The 2020 European Society of Cardiology (ESC) guidelines for non-ST elevation acute coronary syndrome (NSTE-ACS)provide impactful thrombotic risk criteria to help clinicians understand the management of patients undergoing percutaneous coronary intervention (PCI) in categories with a significant risk of major adverse cardiac events (MACE), a new analysis shows.
George Dangas, MD, PhD, of the Icahn School of Medicine at Mount Sinai, New York, presented these results during a late-breaking trial session Friday at the Society for Cardiovascular Angiography & Interventions (SCAI) 2023 in Phoenix.
Guidelines currently recommend more than 1 year of treatment with a second antithrombotic agent in select patients (recommendation class IIa/IIb) after PCI. High-bleeding-risk (HBR) criteria proposed by the Academic Research Consortium are frequently used to determine whether patients are, in fact, high-risk. Ischemic or thrombotic risk does not currently have a universal definition.
This analysis examined the value of the new ESC guidelines for management of NSTE-ACS as it pertains to the new subset of criteria created to identify patients with increased thrombotic risk who could benefit from an extended treatment plan with a second antithrombotic agent.
Patients (n=11,787) who underwent PCI at Mount Sinai Hospital, New York, from 2012 to 2019, were retrospectively evaluated for thrombotic risk, according to the new guidelines. Patients were categorized into low-risk (n=2,641, mean age=64.2±11.5 years, 24.4% female), moderate-risk (n=5,288, mean age=67.1±11.3 years, 31.1% female) or high-risk (n=3,860, mean age=67.0±11.8 years, 23.7% female).
The primary endpoint was a composite of all-cause death, myocardial infarction (MI) or stroke at 1-year post-PCI.
Primary-endpoint events occurred in 5.4% of high-risk patients, 4.1% of moderate-risk patients and 1.6% of low-risk patients. All-cause death occurred in 2.7% of high-risk patients, 2.3% of moderate-risk patients and 0.6% of low-risk patients.
Both moderate- and high-risk patients had increased clinical events at 1 year when compared to low-risk patients. Moderate-risk patients were more than 2.5 times as likely to experience a primary-endpoint event (hazard ratio [HR]: 2.53; 95% confidence interval [CI]: 1.78-3.58; p<0.001), while high-risk patients were more than three times as likely (HR: 3.39; 95% CI: 2.39-4.80; p<0.001).
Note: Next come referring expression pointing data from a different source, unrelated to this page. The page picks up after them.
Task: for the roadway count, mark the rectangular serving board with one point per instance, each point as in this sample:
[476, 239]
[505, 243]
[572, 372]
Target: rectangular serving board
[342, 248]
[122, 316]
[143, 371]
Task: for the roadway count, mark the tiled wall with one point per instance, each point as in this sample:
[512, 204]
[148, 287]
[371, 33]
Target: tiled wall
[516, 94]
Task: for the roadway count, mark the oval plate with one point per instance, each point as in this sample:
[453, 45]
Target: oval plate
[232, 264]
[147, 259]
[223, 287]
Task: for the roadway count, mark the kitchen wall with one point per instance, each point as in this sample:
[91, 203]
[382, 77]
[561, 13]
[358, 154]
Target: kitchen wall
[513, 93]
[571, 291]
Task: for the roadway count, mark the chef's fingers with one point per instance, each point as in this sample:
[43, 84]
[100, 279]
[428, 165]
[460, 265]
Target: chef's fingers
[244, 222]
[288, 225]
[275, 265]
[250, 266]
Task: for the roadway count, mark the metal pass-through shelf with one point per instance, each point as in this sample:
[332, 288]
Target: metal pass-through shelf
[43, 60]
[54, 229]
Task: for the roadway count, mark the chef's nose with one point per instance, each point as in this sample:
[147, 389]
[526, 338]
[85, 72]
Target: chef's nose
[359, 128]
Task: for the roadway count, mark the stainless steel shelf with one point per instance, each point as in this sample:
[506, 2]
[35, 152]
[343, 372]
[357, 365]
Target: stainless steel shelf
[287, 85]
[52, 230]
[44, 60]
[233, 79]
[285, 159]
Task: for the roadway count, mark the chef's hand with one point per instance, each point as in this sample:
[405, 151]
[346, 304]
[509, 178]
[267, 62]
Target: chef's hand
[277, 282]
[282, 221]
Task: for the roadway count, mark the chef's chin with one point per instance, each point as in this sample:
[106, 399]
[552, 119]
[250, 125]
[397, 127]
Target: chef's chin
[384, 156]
Similar patterns were seen with the components of the primary endpoint and major bleeding but not stroke, where the confidence intervals for both moderate- and high-risk patients crossed 1, meaning that there was no statistical significance among the groups for stroke.
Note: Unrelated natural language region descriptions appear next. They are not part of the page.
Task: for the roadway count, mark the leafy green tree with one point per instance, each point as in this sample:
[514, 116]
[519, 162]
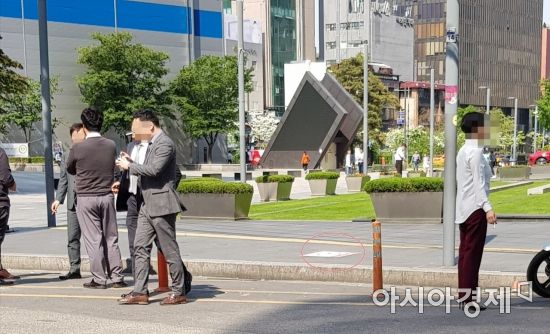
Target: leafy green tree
[122, 77]
[24, 110]
[12, 83]
[350, 75]
[206, 96]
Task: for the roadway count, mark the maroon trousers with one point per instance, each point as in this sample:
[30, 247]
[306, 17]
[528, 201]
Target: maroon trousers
[472, 241]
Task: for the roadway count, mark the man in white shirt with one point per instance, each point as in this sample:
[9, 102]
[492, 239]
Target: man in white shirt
[399, 157]
[473, 210]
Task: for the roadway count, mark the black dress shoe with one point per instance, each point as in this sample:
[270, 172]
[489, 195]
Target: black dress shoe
[120, 284]
[93, 285]
[187, 283]
[73, 275]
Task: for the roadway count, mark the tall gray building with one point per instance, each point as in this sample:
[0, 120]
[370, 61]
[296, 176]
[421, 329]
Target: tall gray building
[349, 24]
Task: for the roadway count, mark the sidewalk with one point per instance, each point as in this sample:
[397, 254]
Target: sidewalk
[412, 254]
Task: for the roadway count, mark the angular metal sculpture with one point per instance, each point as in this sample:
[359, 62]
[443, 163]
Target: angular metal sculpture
[319, 114]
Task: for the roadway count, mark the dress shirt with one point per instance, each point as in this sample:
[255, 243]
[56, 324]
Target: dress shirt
[138, 156]
[473, 175]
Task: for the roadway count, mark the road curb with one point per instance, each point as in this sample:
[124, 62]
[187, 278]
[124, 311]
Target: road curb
[428, 277]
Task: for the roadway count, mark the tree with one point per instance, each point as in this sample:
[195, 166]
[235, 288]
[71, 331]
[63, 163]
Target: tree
[349, 74]
[25, 109]
[205, 94]
[263, 124]
[12, 83]
[122, 77]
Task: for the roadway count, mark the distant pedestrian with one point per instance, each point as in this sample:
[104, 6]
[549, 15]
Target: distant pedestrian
[415, 161]
[305, 161]
[473, 209]
[158, 213]
[67, 189]
[93, 163]
[7, 185]
[399, 158]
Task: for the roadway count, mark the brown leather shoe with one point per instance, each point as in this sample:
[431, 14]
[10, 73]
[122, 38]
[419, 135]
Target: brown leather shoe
[134, 299]
[174, 299]
[4, 274]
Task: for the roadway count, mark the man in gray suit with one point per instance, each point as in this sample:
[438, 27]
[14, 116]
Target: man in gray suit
[67, 188]
[157, 216]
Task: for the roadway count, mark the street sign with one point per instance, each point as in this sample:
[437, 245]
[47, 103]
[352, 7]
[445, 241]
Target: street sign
[16, 150]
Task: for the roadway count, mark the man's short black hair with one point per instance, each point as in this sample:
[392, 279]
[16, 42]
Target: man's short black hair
[472, 121]
[92, 119]
[75, 127]
[147, 115]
Dangas noted a few limitations. First, follow-up was solely at 1-year post-PCI, and three less common ESC thrombotic risk criteria were not available for analysis. Causes of death were also not available.
Overall, the ESC guidelines are suitable for analysis of patients undergoing PCI in categories with an incremental risk of MACE all-cause death, MI or target vessel revascularization at 1-year post-PCI, Dangas concluded.